Analysis Based on TCAD Simulation of Failure Tolerance of the Elements on the Cells STG DICE for 65-nm CMOS Blocks of Associative Memory

 
Katunin Yu.V. (NIISI RAS), Stenin V.Ya. (National Research Nuclear University "MEPHI")
 
Abstract - The paper presents the TCAD simulation of the 65-nm bulk CMOS logical element of matching, and element of masking on base STG DICE cell with the combinational logic. These items are for the content addressable memory (associative memory) and the translation lookaside buffers for 65-nm CMOS bulk technology. The combinational logic consists of two tristate inverters (for elements of matching) and additionally consists of two normal inverters (for elements of masking). The STG DICE cell (Spaced Transistor Groups DICE) is different from the standard DICE (Double Interlocked Cell) in that the transistors are separated into two special groups. That is why the charge collection with the track of single nuclear particles impacted on one of these groups does not lead to upset logical state of this memory cell. Failure tolerance of the elements of matching and elements of masking based on the STG DICE cell increases by the separation of its transistors (including the combination logic) into two blocks. Each block consists of the one group of transistors of the STG DICE cell and transistors of the one of two tristate inverters (for elements of matching) and two additional normal inverters moreover (for elements of masking). The charge collection with tracks of nuclear particles was modelling using tracks along the normal to the chip surface. Linear energy transfers on tracks were in range 10-60 MeV×cm2/mg. The charge collection with tracks onto the linear energy transfer up to 60 MeV×cm2/mg are not upsets data in STG DICE cells with tracks along the normal to the chip surface. In the combinational logic can be noise pulses up to 0.6 ns in the range of the energy transfer 30-60 MeV×cm2/mg. The effects of single-event transients under impacts of single nuclear particles on CMOS combinational logical elements are minimized by separation transistors into special groups and the co-location in the each group the compensation transistors together with the transistors, which can be affected by single nuclear particle. The combinational logical elements with the proposed layout of the topological single-event compensation designed for the blocks of matching of the translation lookaside buffers and the associative memories.

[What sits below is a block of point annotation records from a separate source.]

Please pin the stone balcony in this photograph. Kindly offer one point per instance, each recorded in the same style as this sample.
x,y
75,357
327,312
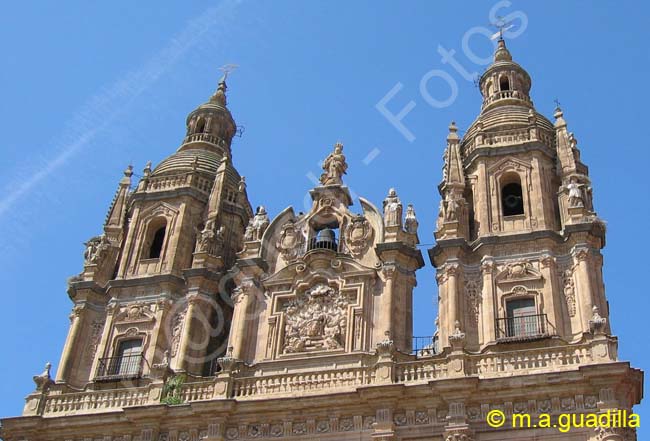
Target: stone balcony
x,y
385,367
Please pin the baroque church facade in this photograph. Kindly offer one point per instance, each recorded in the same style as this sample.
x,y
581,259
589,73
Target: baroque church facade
x,y
198,318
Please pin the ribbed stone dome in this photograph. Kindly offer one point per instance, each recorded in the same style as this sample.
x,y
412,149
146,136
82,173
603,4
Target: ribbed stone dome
x,y
183,161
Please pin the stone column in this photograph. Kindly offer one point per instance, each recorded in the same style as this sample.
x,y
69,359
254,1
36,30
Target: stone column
x,y
585,291
481,201
71,343
104,342
242,308
488,308
452,296
551,298
162,308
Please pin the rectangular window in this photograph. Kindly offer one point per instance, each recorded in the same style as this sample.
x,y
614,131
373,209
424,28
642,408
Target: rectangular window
x,y
129,357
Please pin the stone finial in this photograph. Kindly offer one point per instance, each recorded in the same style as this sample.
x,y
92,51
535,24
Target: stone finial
x,y
410,222
219,96
559,117
392,209
257,225
147,169
453,132
43,380
597,323
334,167
502,53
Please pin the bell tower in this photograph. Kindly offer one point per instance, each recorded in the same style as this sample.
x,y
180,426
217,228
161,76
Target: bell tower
x,y
518,244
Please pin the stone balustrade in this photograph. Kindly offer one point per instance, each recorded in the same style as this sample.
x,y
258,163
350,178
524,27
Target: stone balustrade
x,y
171,182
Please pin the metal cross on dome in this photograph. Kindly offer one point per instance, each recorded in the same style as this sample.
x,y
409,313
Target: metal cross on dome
x,y
502,25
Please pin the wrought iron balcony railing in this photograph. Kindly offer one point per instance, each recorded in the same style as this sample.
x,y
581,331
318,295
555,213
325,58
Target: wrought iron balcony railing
x,y
119,368
523,327
316,244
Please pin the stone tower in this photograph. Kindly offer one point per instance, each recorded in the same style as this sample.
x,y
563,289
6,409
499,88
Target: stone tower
x,y
329,283
150,279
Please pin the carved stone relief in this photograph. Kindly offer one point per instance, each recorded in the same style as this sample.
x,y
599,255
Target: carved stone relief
x,y
316,320
291,241
473,298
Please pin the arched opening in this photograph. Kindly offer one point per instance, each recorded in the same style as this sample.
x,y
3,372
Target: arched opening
x,y
504,83
469,198
200,126
157,242
512,200
325,239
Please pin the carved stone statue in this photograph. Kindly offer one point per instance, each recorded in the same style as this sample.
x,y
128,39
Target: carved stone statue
x,y
208,240
410,222
441,215
334,167
392,209
357,235
95,250
257,226
44,380
316,320
575,194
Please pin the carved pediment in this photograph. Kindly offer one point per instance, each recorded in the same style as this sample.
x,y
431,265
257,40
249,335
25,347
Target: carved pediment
x,y
358,235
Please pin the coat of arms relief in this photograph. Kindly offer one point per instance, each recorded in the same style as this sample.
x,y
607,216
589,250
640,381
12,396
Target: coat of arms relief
x,y
316,320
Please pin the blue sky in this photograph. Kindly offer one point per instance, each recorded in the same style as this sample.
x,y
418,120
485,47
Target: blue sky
x,y
89,87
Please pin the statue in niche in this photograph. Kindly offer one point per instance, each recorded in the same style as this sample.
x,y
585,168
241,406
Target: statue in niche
x,y
392,209
334,167
316,321
257,226
575,193
410,222
96,249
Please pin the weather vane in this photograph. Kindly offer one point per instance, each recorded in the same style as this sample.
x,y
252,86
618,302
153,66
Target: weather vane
x,y
227,68
502,25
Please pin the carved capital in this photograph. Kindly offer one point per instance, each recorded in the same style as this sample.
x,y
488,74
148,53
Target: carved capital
x,y
581,254
451,269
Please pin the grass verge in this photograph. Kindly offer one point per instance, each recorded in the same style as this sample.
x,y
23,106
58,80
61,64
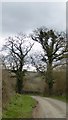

Keywords - logical element, simulation, error impulse correction, nuclear particle, failure tolerance, track, memory cell.

Оценка на основе TCAD моделирования устойчивости к сбоям элементов на базе ячеек STG DICE для 65-нм КМОП блоков ассоциативной памяти

 
Катунин Ю.В. (ФГУ "ФНЦ НИИСИ РАН", г. Москва), Стенин В.Я. (Национальный исследовательский ядерный университет "МИФИ", г. Москва)
 
Аннотация - Приводятся результаты моделирования средствами TCAD КМОП элементов по объёмной 65-нм КМОП технологии на основе ячейки памяти STG DICE во время сбора заряда с треков одиночных ядерных частиц, направленных по нормали к поверхности кристалла. Логические элементы предназначены для ассоциативных запоминающих устройств и буферов преобразования адресов. Сбор заряда с треков с линейными потерями энергии частицами на них в диапазоне до 60 МэВ×см2/мг не приводят к сбоям ячеек STG DICE и элементов на их основе. В выходной комбинационной логики элементов совпадения генерируются при сборе заряда импульсы помех длительностью менее 0.6 нс в диапазоне линейных потерь энергии на треках 30–60 МэВ×см2/мг

Ключевые слова - логический элемент, моделирование, ядерная частица, устойчивость, компенсация импульсов помех, трек, ячейка памяти.